Tuesday, February 5, 2013

Algorithmic probability: an explanation for programmers

Suppose you do a double slit experiment using low luminosity light source, and a night vision device for the viewer.

You see a flash of light - a photon has hit the detector. Then you see another flash of light. If you draw the flashes on grid paper you will, over the time, see something like this image on the right:

Suppose you want to predict your future observations. Doing so is called 'induction' - trying to infer the future observations from the past observations.

A fairly general, formalized way to do so is the following: You have a hypothesis pool, initially consisting of all possible hypotheses. Each hypothesis is a computer program that outputs a movie (like computer demos). As you look through the night vision device, and see flashes of light, you discard all movies that did not match your observations so far.

To predict the observations, you can look at what the movies show after the current time. But those movies will show different things - how do you pick the most likely one? Note that among the 1024 bit demos (yes, you can write a graphic program in 128 bytes), an 1023 bit demo will appear twice - followed by 1, and followed by 0 (it does not matter what you have after a program); a 1000 bit demo will appear roughly 16 million times, and so on. Thus the movies resulting from shorter demos will be more common - the commonality of a movie will be 2-l where l is the bit content of the demo.

This is the basic idea behind algorithmic probability with a distinction that algorithmic probability utilizes a Turing machine (to which your computer is roughly equivalent, apart for the limited memory).

It is interesting to speculate what those demos may be calculating. Very simple demos can look like a sequence of draw_point(132,631); skipframes(21); draw_point(392,117); and so on, hard coding the points. Demos of this kind which aren't thrown away yet will grow in size proportionally to number of points seen on the screen.
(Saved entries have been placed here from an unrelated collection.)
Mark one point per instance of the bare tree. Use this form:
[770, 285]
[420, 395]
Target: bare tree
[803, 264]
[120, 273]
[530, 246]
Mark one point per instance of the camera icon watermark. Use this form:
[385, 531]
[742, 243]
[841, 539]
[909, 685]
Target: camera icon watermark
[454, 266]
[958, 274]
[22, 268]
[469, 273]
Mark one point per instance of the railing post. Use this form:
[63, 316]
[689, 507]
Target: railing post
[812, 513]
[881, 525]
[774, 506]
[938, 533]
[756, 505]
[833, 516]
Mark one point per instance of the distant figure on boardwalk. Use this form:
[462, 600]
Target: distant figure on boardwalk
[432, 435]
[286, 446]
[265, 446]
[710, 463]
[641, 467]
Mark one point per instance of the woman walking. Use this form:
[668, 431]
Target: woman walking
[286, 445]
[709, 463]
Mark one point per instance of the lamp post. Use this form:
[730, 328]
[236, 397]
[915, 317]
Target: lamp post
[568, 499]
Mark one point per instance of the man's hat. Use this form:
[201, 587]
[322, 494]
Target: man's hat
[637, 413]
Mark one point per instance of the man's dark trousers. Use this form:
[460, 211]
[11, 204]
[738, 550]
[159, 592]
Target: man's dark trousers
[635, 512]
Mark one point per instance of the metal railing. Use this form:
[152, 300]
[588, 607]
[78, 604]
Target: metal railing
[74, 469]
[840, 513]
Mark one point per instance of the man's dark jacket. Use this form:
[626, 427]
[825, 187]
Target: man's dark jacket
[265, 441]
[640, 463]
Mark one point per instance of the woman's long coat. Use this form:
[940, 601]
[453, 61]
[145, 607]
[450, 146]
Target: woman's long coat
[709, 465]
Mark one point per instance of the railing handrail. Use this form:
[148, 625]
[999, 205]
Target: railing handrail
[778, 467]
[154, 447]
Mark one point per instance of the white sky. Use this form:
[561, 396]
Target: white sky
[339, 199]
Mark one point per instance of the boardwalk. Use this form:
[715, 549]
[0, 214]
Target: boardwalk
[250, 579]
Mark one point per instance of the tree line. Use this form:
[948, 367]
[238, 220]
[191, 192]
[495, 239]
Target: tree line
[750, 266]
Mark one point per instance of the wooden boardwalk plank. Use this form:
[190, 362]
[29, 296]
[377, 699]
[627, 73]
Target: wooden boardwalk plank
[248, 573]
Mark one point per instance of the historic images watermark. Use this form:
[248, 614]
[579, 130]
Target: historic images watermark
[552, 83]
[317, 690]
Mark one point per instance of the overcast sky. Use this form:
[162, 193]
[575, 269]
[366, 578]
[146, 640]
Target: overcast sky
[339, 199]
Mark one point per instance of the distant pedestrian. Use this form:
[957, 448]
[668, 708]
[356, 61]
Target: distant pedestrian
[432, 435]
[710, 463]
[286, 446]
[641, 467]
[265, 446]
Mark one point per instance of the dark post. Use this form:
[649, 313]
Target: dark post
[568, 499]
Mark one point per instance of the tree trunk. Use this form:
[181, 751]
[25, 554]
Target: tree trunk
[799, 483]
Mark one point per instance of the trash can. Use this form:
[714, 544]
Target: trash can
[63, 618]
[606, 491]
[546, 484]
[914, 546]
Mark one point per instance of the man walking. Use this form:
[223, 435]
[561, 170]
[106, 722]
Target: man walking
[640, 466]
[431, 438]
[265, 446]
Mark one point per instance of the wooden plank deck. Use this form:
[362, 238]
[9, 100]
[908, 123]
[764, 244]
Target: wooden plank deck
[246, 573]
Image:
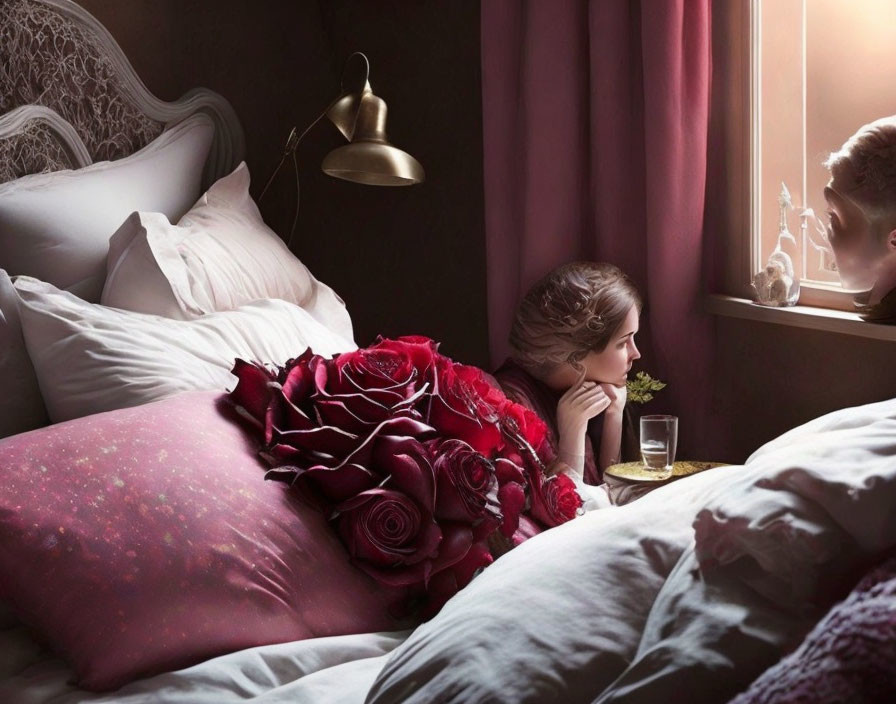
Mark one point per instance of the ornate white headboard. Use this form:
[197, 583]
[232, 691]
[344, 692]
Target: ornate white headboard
[69, 96]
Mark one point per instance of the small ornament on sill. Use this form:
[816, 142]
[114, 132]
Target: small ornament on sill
[777, 284]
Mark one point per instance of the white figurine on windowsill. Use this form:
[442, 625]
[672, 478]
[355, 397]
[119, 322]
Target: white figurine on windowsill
[776, 285]
[772, 285]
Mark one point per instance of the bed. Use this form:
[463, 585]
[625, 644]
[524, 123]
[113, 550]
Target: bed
[143, 559]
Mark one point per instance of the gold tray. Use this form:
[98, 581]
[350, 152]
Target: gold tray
[636, 472]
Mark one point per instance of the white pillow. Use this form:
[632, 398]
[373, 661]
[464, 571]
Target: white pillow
[90, 358]
[21, 405]
[57, 226]
[219, 256]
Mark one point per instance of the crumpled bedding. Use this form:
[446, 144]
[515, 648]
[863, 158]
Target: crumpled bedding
[850, 655]
[337, 669]
[695, 589]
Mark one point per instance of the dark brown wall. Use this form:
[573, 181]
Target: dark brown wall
[406, 260]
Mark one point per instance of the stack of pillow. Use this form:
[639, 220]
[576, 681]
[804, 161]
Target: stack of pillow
[133, 532]
[126, 308]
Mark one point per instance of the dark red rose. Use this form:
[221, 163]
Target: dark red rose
[422, 352]
[447, 582]
[253, 390]
[384, 528]
[467, 488]
[555, 500]
[290, 407]
[358, 390]
[511, 493]
[340, 464]
[519, 422]
[458, 411]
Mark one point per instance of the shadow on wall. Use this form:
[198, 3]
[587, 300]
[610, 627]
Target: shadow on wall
[406, 260]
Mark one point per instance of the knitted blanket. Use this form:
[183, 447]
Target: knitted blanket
[849, 657]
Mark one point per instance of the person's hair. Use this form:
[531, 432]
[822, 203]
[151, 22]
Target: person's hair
[869, 156]
[572, 311]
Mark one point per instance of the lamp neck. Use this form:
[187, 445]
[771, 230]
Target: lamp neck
[371, 122]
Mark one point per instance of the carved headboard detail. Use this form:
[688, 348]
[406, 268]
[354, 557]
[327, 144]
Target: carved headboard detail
[55, 54]
[35, 139]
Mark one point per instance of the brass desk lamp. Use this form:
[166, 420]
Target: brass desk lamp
[369, 158]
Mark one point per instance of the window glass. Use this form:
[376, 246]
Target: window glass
[821, 69]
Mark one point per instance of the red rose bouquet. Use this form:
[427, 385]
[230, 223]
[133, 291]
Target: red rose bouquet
[420, 462]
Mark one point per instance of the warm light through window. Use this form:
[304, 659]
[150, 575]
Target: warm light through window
[821, 69]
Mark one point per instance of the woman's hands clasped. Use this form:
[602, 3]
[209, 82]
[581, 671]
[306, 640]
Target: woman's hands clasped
[580, 403]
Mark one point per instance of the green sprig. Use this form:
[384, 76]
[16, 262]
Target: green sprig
[641, 388]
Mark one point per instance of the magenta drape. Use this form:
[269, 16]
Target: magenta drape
[595, 118]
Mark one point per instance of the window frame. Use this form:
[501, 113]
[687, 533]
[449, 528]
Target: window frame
[735, 127]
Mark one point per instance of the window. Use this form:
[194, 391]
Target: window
[819, 69]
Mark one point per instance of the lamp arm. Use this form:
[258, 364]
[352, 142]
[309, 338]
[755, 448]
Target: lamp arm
[289, 149]
[292, 141]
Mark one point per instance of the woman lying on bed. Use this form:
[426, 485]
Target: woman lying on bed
[573, 343]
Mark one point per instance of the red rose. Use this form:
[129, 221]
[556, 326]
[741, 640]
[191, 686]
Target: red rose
[519, 422]
[466, 485]
[458, 411]
[555, 500]
[357, 390]
[252, 394]
[447, 582]
[340, 465]
[511, 493]
[383, 528]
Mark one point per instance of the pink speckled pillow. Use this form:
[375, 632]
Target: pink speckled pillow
[146, 539]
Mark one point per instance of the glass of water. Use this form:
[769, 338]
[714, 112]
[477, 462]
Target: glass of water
[659, 438]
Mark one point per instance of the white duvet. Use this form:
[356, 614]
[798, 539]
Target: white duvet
[687, 594]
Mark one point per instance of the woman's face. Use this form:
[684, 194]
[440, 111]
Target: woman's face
[857, 250]
[612, 364]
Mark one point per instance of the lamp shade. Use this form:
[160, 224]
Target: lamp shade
[369, 159]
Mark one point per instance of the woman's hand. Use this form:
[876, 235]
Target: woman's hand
[582, 401]
[618, 396]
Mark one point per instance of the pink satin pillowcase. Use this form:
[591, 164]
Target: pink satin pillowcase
[146, 539]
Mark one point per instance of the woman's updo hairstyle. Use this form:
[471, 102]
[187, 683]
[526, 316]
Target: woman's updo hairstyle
[572, 311]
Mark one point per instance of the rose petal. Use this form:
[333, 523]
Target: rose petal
[409, 470]
[251, 393]
[338, 485]
[512, 499]
[327, 439]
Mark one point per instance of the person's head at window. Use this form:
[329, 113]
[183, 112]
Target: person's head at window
[580, 316]
[861, 199]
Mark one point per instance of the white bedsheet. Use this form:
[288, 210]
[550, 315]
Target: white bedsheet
[624, 604]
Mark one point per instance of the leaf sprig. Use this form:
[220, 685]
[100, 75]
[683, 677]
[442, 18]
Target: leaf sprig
[641, 388]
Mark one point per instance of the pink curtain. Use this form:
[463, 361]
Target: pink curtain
[595, 118]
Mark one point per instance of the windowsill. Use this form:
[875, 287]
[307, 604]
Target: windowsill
[800, 317]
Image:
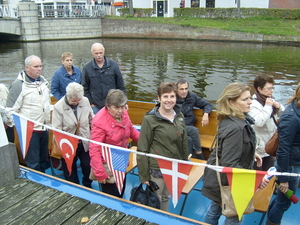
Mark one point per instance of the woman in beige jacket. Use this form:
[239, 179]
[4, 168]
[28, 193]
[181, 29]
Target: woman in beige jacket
[73, 114]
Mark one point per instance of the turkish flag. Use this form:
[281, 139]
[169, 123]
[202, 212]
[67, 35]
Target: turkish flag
[175, 175]
[68, 146]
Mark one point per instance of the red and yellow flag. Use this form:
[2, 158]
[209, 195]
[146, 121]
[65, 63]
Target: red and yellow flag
[243, 184]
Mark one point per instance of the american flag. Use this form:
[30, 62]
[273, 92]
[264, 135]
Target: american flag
[117, 161]
[24, 129]
[175, 175]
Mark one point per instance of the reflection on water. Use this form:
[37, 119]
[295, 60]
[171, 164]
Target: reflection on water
[208, 66]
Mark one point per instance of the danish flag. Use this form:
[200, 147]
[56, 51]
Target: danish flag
[175, 175]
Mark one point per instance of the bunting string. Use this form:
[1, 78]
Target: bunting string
[216, 168]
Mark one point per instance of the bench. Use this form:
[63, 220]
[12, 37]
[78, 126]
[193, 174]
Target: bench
[137, 110]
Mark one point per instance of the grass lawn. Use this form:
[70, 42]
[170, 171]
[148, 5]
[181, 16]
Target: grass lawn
[256, 25]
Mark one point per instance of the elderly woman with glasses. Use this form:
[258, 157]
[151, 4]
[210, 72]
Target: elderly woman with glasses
[111, 125]
[264, 109]
[73, 114]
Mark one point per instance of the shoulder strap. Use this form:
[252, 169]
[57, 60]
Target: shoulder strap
[275, 121]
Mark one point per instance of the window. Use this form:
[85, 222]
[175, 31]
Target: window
[195, 3]
[210, 3]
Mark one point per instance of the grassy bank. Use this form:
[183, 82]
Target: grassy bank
[256, 25]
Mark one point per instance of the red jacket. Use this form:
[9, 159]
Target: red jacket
[107, 130]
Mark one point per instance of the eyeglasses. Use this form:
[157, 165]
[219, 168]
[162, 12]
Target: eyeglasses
[270, 88]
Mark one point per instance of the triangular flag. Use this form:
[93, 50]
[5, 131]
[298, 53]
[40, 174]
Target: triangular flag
[117, 161]
[3, 137]
[68, 146]
[243, 184]
[24, 129]
[175, 175]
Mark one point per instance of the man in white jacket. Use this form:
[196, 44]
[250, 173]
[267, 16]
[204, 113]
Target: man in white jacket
[264, 109]
[29, 96]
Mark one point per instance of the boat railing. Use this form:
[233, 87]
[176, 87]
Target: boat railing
[65, 10]
[7, 11]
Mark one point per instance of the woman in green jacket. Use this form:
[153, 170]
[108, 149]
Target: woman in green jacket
[163, 133]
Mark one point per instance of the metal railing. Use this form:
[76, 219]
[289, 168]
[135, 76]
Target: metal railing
[72, 10]
[7, 11]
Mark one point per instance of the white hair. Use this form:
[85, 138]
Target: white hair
[74, 90]
[3, 94]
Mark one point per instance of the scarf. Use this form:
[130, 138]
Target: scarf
[262, 100]
[250, 121]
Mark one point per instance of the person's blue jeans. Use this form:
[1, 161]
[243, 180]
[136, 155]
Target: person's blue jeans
[84, 158]
[281, 203]
[215, 212]
[37, 154]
We can do better. The distribution of points in the double slit experiment is not uniform. Demos that map larger fraction of random sequences of bits to more common points on the screen, and smaller fraction of random sequences to less common points on the screen will most commonly produce the observed distribution. For instance, to produce Gaussian distribution, you can count bits set to 1 in a long sequence of random bits.

This sort of demos can resemble quantum mechanics, where the solution would be made by calculating complex amplitudes at the image points, and then converting them into a probability distribution by applying Born rule.

Can we do better still? Can we discard the part where we pick just one point? Can we just output a screen of probabilities?

Not within our framework. First off, Turing machines do not output or process real numbers at all; real numbers have to be approximately encoded in some manner (If you ever hear of Solomonoff induction code 'assigning' probabilities, this works through the code converting subsequent random bit strings into specific observations, producing, in the limit, more of some observations than the others). Secondarily, we haven't observed a screen of probabilities; when you toss a coin once, you don't see a 50% probability of it landing heads, you observe heads (or tails). What we have actually seen was flashes of light, at well defined points. The part of the demo where it picks a single point to draw a flash at is as important as the part where it finds the probability distribution of those points. Those parts are not even separate in our Gaussian distribution example, where the probability distribution is not explicitly computed but instead generated by counting the set bits.

Can we output a multitude of predictions with one code and then look through them for the correct ones? We can't do that without losing predictive power - we'll end up with a very short demo that outputs sequence from a counter, eventually outputting all possible video sequences.

[This blog post is a work in progress; todo is to take photos of double slit experiment using a laser pointer, and to make other illustrations as appropriate]


  1. I assume this is the start of a sequence in which you try to genuinely apply a quantitative Occam's razor to the interpretation of quantum mechanics?

    1. I am kind of unsure. My expertise is largely within the field of programming, so I understand the CS-related aspect of it well, but when it comes to quantum mechanics I do not want to claim expertise (though I definitely can write a simulator of the double slit experiment). If you can collaborate on the physics, we can do that. I myself do not think that Solomonoff Induction is a good idea. I imagine that the hypotheses should be ranked by how many symmetries they have, and the size of the guess space, justifying Occam's razor not as a law of nature but as an observation that shooting blind in a lower dimensional space has better chance of hitting the target.

    2. "justifying Occam's razor not as a law of nature but as an observation that shooting blind in a lower dimensional space has better chance of hitting the target." - that's excellent and should go in the post somewhere.